When he runs out on Friday night for his 38th Test Cameron Smith will pass Clive Churchill to become the eighth most-capped Kangaroo of all time and should pass Johnny Raper, Reg Gasnier (both 39) and Brad Fittler (40) by the end of the year.
Going head-to-head with a part-time No.9 in Ben Henry, Smith will orchestrate a Kangaroo stampede through the middle of the ruck and then let his halves apply the polish.
The Kiwis' great strength lies in their outside backs but they will have to assert themselves up front before trying to get Tuivasa-Sheck, Dean Whare and Peta Hiku into space on the edges.
Where It Will Be Won: As mentioned previously, the experience and class of the Kangaroos in the middle of the ruck and in the halves are trump cards that the Kiwis appear to simply have no match for.
The combination of Smith, Cronk and Thurston has been dominant at international level for the past two years and they will punish any errors or opportunities that the Kiwis offer them.
Shaun Johnson will have inexperienced eyes looking at him for direction from both inside and out and as brilliantly talented as he is, that is far too great a load for a 23-year-old to bear.
The History: Played 126; Australia 94, New Zealand 29, drawn 3. When the Kiwis backed up their 2008 World Cup win with a shock upset of the Kangaroos in the final of the 2010 Four Nations tournament, the balance of power appeared to have shifted sufficiently to be at least approaching parity.
But seven consecutive victories by the Australians has re-defined world rugby league's pecking order, culminating with the lopsided 34-2 World Cup triumph last November. There have been five meetings of these teams at Allianz Stadium and it's been a whitewash to the home side, including wins of 44-0, 48-6 and 30-6. The closest New Zealand have come to defeating Australia at Allianz came in the 2006 Tri-Nations Final when Darren Lockyer scored in extra time to earn his side a 16-12 win. In one of the most gripping Test matches ever played, the game only progressed to golden point when the video referee denied a try to Johnathan Thurston in the dying seconds.
Match Officials: Referee - Shayne Hayne; Touch Judges - Russell Turner & Anthony Elliott; Video Referees - Steve Clark & Henry Perenara.
Televised: Channel Nine – Live 7.30pm (Qld & NSW).
What Are The Odds: The Kangaroos opened at $1.12 with Sportsbet.com.au and have been backed into $1.08 with three times the money bet on them. The Kiwis have eased out to $7.50 from $6.40. The line is a massive -22.5 points ($1.90) and the punters are adamant it will be a bloodbath, with money five to one for Australia to cover the -22.5.

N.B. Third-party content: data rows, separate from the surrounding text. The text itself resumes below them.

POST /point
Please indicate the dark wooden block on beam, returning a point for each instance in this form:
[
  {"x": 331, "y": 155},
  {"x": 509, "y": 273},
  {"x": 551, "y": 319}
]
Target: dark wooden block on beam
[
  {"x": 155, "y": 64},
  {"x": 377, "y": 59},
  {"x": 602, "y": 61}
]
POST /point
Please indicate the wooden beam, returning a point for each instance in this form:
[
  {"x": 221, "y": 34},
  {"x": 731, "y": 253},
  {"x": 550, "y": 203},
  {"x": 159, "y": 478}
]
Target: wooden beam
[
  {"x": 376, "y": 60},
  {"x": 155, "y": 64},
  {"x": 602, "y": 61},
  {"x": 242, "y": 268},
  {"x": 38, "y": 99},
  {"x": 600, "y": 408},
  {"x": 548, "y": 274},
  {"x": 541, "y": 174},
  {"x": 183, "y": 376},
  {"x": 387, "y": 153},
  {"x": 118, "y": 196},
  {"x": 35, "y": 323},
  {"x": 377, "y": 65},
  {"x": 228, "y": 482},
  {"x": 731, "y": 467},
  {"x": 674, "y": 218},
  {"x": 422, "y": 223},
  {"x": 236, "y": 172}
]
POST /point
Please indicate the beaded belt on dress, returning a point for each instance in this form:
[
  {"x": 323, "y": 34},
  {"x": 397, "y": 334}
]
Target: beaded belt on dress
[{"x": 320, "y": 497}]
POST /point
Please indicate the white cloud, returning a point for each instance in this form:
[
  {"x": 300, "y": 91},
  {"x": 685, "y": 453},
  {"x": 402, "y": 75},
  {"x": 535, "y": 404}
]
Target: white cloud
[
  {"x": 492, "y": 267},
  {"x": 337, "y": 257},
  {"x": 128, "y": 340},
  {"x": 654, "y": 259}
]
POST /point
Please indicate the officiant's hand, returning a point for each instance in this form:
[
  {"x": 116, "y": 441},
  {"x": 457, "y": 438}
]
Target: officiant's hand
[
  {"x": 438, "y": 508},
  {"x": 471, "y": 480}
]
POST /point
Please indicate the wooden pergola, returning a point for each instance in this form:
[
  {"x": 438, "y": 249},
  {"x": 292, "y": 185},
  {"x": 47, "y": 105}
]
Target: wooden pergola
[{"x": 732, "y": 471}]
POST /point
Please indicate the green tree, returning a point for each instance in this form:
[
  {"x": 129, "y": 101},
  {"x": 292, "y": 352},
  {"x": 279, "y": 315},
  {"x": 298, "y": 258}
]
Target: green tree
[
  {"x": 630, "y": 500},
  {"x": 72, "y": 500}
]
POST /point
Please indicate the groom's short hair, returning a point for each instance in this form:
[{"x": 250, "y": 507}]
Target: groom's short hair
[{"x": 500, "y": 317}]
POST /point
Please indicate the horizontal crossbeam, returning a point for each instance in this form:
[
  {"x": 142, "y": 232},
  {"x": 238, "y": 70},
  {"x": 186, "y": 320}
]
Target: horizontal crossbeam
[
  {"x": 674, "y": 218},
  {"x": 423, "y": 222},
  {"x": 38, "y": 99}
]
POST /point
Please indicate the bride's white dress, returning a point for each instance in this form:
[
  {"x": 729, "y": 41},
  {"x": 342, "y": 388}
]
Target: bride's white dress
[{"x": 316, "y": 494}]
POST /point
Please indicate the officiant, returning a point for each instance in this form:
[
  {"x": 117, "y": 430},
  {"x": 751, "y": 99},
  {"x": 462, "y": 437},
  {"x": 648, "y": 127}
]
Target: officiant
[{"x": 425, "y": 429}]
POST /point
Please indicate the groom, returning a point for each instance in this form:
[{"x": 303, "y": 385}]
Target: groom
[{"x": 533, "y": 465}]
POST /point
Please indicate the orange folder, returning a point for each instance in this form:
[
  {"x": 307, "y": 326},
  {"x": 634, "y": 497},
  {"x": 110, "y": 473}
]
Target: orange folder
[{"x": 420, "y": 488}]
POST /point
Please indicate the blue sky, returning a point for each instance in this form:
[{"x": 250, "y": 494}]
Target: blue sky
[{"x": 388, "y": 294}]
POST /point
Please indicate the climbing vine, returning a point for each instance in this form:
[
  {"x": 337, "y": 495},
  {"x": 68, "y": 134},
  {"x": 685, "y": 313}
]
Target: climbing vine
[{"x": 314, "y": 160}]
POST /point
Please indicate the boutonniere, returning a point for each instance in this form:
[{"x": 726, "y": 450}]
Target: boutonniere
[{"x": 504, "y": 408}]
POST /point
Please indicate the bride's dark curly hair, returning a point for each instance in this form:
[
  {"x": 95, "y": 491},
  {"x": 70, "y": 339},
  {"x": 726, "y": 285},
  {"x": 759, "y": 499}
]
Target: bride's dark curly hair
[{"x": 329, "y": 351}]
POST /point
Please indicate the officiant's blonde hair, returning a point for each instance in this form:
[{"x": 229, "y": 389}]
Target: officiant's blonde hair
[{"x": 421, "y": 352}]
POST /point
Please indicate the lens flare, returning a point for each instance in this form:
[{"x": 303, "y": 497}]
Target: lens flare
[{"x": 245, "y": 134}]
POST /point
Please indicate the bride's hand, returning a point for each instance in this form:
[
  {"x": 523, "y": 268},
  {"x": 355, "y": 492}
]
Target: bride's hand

The Way We See It: I'm old enough to remember the fighting spirit the Kiwis showed when they were cobbled together in the 1980s to terrorise 'big brother' but the game has come a long way since then and modern fairytales so often have unfulfilling conclusions.
Only the staunchest Kiwi with Speights running through their veins could possibly wager that their team will win on Friday night but when you give quality footballers the chance to elevate their game to another level and against all the odds, amazing things can happen.
There is an abundance of class in the Kiwi outside backs but getting them quality ball in good position on the park will be the greatest challenge they face against a hardened, well-drilled Kangaroos outfit. Australia by 18 points.